Alexander war wiederholt nahe daran gestanden, Rotermunds einen Besuch zu machen, aber er hatte immer Zeit und Gelegenheit unpassend gefunden.

Einmal, als er gerade zur Haustür hervorwollte, trat auch drüben bei Rotermunds jemand auf die Schwelle, bei dessen Anblick Alexander wie erschrocken zurückfuhr. Und das freundliche Lächeln, womit Olga ihrem Besuch zum Abschied die Hand reichte, erhöhte noch die Verstimmung des hinter der Tür sich bergenden Alexander.

Auch die flotte Art, wie der Finzer eine rotflammende, goldbebordete Mütze schwenkte, und die geschickte Wendung, womit er sich beim Weggehen noch einmal dreiviertel gegen Olga umkehrte, mit der Hand leicht winkend, verfinsterte merklich Alexanders Miene.

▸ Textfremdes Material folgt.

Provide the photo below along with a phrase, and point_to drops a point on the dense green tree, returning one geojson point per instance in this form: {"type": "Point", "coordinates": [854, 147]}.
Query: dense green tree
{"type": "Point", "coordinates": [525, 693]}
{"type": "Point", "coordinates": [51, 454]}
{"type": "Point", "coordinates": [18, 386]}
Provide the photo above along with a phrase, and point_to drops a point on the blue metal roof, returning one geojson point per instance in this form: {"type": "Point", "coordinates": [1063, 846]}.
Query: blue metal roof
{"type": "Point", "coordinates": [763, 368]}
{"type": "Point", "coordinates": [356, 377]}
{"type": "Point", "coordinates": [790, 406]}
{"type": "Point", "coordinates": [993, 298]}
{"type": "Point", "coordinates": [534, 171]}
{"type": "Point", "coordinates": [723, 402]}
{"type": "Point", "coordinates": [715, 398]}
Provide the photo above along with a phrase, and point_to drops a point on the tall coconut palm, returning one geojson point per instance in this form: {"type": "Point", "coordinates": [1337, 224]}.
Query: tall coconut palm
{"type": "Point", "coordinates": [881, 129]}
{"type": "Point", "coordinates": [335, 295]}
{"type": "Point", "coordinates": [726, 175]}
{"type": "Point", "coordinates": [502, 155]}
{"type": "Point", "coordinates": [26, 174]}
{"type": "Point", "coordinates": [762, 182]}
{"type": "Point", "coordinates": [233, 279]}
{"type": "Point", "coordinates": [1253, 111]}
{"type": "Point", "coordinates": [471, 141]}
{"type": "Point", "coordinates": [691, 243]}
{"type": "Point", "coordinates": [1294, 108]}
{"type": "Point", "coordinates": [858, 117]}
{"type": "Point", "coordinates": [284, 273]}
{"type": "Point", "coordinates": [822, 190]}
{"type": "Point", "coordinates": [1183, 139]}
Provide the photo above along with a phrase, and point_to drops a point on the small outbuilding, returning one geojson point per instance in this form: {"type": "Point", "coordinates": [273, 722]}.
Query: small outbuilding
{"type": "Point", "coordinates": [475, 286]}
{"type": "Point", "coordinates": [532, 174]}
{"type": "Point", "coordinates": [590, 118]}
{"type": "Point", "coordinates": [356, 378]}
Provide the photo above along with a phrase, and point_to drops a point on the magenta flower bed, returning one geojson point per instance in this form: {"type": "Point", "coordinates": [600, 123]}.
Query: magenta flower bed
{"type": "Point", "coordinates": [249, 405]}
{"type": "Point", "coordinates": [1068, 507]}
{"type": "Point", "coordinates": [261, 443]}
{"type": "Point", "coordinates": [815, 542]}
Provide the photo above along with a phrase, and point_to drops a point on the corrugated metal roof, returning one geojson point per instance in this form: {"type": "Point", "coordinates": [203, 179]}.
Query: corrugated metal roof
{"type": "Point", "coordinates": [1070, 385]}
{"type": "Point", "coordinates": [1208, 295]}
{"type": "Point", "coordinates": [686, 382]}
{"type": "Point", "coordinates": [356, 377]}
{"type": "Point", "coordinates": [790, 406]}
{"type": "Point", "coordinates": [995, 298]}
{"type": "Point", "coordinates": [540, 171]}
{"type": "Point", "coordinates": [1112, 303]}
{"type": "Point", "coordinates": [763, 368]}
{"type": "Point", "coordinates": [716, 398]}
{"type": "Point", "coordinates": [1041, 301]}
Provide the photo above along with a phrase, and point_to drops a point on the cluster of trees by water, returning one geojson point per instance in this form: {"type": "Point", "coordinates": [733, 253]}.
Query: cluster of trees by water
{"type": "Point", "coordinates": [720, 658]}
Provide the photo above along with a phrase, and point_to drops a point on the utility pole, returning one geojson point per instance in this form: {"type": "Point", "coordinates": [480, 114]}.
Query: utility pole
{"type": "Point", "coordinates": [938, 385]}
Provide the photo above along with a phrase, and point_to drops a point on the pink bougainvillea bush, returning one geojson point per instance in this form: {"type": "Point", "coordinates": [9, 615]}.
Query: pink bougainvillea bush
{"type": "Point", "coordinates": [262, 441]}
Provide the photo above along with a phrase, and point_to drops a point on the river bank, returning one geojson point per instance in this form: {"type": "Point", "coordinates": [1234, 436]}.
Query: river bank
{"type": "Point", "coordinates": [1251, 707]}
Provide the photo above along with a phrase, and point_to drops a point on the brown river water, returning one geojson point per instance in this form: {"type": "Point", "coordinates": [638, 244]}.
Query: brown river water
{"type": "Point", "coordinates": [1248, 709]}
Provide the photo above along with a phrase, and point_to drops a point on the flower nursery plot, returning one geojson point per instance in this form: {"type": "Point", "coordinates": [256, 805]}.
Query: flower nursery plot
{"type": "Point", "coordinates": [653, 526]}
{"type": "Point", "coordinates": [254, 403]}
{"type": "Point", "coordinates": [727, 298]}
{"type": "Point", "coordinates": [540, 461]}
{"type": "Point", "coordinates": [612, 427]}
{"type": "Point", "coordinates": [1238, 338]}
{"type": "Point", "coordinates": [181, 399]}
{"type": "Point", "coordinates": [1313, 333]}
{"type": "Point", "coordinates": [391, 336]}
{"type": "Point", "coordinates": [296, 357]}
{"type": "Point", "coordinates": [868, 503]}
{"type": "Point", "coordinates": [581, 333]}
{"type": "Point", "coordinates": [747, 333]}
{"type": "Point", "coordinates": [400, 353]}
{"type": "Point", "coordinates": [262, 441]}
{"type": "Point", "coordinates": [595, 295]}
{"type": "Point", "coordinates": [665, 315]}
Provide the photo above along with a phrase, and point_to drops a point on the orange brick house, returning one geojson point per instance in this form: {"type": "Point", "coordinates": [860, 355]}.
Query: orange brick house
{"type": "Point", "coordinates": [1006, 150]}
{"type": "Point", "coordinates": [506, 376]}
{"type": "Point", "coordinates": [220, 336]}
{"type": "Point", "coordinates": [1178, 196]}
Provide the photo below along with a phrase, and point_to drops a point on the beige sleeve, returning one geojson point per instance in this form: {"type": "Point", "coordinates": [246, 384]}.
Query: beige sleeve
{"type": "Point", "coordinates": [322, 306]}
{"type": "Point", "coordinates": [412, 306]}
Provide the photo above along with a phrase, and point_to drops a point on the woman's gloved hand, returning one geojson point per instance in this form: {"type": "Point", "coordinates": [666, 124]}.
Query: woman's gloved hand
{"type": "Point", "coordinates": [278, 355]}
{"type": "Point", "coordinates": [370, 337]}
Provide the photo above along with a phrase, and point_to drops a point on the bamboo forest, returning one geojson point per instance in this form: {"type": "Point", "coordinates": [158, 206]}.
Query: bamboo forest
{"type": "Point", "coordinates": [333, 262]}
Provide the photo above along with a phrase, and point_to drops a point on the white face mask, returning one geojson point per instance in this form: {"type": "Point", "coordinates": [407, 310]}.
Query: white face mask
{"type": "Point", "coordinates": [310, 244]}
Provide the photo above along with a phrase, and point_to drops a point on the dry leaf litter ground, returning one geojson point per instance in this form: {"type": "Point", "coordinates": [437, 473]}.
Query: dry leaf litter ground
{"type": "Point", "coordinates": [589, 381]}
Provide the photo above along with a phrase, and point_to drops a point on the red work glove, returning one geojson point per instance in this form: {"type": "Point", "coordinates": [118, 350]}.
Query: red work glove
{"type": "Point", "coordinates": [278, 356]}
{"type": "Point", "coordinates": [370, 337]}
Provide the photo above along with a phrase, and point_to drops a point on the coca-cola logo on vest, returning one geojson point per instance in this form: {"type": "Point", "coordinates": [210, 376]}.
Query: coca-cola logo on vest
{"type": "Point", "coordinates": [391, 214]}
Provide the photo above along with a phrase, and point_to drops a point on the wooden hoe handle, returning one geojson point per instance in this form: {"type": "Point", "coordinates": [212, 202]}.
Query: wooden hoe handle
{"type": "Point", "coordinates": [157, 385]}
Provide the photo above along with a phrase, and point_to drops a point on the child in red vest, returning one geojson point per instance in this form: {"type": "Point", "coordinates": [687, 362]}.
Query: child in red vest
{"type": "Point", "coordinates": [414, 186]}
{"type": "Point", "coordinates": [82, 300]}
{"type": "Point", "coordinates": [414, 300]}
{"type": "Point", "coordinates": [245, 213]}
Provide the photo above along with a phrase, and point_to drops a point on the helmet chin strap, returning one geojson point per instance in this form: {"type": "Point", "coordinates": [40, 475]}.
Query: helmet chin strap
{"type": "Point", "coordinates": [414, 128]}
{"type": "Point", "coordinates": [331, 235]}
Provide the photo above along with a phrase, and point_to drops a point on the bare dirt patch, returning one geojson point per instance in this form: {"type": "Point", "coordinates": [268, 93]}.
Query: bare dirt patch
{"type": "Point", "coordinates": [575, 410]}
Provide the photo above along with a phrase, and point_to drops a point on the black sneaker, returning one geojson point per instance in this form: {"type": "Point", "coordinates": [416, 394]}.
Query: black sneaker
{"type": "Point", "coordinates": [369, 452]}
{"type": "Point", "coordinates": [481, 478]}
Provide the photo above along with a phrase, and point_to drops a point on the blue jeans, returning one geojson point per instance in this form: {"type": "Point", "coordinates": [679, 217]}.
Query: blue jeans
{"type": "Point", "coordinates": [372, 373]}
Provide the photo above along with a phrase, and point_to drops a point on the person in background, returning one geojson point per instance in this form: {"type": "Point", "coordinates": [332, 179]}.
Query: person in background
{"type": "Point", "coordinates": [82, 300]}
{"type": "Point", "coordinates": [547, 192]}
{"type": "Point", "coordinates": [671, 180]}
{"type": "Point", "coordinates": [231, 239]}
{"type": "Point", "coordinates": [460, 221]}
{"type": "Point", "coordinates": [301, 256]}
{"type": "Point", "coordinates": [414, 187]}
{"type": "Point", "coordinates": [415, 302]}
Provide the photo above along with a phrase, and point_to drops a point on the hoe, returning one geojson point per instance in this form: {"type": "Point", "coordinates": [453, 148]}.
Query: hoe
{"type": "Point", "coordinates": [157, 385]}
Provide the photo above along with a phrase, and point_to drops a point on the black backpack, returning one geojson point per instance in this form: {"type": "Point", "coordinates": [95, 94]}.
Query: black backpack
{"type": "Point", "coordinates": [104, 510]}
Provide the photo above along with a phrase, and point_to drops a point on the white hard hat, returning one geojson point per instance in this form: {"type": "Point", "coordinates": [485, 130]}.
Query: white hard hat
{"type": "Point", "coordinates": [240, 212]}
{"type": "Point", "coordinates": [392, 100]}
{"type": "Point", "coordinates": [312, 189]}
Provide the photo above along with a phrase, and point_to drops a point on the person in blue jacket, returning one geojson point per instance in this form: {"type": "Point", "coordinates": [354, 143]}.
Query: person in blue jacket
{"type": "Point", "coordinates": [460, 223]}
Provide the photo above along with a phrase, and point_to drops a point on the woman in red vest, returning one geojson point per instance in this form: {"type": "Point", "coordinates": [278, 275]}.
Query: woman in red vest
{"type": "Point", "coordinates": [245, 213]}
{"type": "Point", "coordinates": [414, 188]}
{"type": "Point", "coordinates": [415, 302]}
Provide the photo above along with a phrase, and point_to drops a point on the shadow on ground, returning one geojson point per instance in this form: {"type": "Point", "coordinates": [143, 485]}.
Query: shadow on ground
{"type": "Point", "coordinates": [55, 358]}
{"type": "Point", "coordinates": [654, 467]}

Alexander hatte den Finzer bereits zweimal gesprochen, ohne ihm zu imponieren, wie er heimlich gehofft hatte. Weder seine Würde noch seine Gelehrsamkeit machten den geringsten Eindruck auf den Sohn des Blässenbauern. Im Gegenteil, der Finzer behandelte den jungen Schulmeister ganz in der alten verächtlichen Art, und mehr brauchte es nicht, um Alexander gänzlich einzuschüchtern.

Der Finzer stellte etwas vor. In seinem Gesicht lag noch immer der Ausdruck rauher Bäuerlichkeit; aber das wohlgescheitelte und reichpomadisierte Haar und ein früh gewachsener Backenbart verliehen ihm den Ausdruck physischen Wohllebens und Wohlbehagens. Die ganze Erscheinung strotzte von Kraft und Gesundheit und schien zu sagen: »Wenn wir auch sonst nichts gelernt haben, so haben wir doch zu leben gelernt.« Und gerade das konnte Alexander am wenigsten von sich behaupten.

Und der schlanke bleichwangige Alexander Schmälzle, seiner Mutter sorgfältig ausweichend, kehrte ins Haus zurück und verschloß sich oben in die Bodenkammer. Er stand am Laden und schaute über Gärten und Wiesen und die Pappeln weg, zum Kahlenbuckel hinauf. Lange stand er so, und als dann der Abend dunkelte und die ersten Sterne vom Himmel her in die Sommernacht hineinglitzerten, glänzte etwas auch in Alexanders dunkelblauem Auge.

Am anderen Morgen aber ärgerte er sich, den vorgefaßten Besuch gestern nicht ausgeführt zu haben. Um so schneller wollte er's heute tun, schon am Vormittag, gleich nach dem Frühstück.

»Guten Morgen, Herr Magister«, rief es ihm laut und lachend entgegen, als er bei Rotermunds die Tür öffnete. Das war wieder der Finzer.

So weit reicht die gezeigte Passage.